Our extensive human study using the game quiz validates our hypothesis - 55% of videos need only one microshot for correct human judgment and events of varying complexity require different amounts of evidence for human judgment. In addition, the proposed notion of MNE enables us to select discriminative features, drastically improving speed and accuracy of a video retrieval system.

Predicting Viewer Affective Comments Based on Image Content in Social Media. Yan-Ying Chen, Tao Chen, Winston H. Hsu, Hong-Yuan Mark Liao, Shih-Fu Chang In ACM International Conference on Multimedia Retrieval Glasgow, United Kingdom April, 2014 [pdf]

Visual sentiment analysis is getting increasing attention because of the rapidly growing amount of images in online social interactions and emerging applications such as online propaganda and advertisement. This paper focuses on predicting what viewer affect concepts will be triggered when the image is perceived by the viewers. For example, given an image tagged with "yummy food," the viewers are likely to comment "delicious" and "hungry," which we refer to as viewer affect concepts (VAC) in this paper. We propose an automatic content based approach to predict VACs by first detecting sentiment related visual concepts expressed by the image publisher in the image content and then applying statistical correlations between such publisher affects and the VACs. We demonstrate the novel use of the proposed models in several real-world applications - recommending images to invoke certain target affects among viewers, increasing the accuracy of predicting VACs by 20.1%, and finally developing a comment robot tool that may suggest plausible, content-specific and desirable comments when a new image is shown.

Event-Driven Semantic Concept Discovery by Exploiting Weakly Tagged Internet Images. Jiawei Chen, Yin Cui, Guangnan Ye, Dong Liu, Shih-Fu Chang. In ACM International Conference on Multimedia Retrieval.

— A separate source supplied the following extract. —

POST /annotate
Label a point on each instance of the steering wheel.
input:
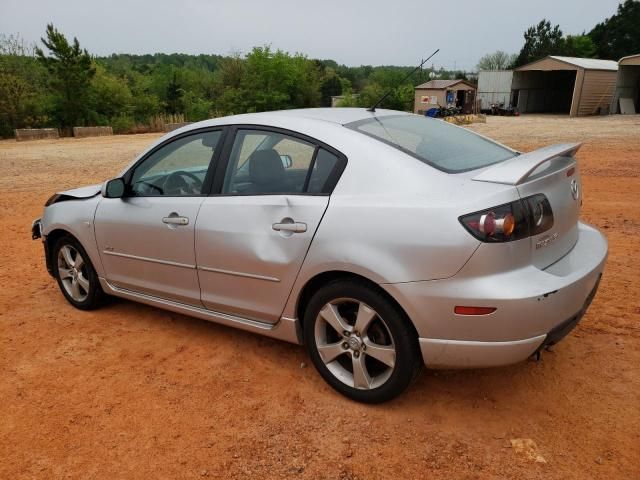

Glasgow, UK. April, 2014 [pdf]

In this project, we aim to develop automatic methods to discover semantic concepts characterizing complex video events by (1) first extracting key terms in event definitions, (2) crawling web images with the extracted terms, and (3) discovering the frequent tags used to described the web images. The final discovered tags are used to construct the event specific concepts. The approach is fully automatic and scalable as it does not need human annotation and can readily utilize the large amount of Web images to train the concept detectors. We use the TRECVID Multimedia Event Detection (MED) 2013 as the video test set and crawl 400K Flickr images to automatically discover 2,000 visual concepts and train their classifiers. We show the large concept classifier pool can be used to achieve significant performance gains in supervised event detection, as well as zero-shot retrieval without needing any video training examples. It outperforms other concept pools like Classemes and ImageNet by a large margin (228%) in zero-shot event retrieval. Subjective evaluation by humans also confirms the discovered concepts are much more intuitive than other concept discovery methods.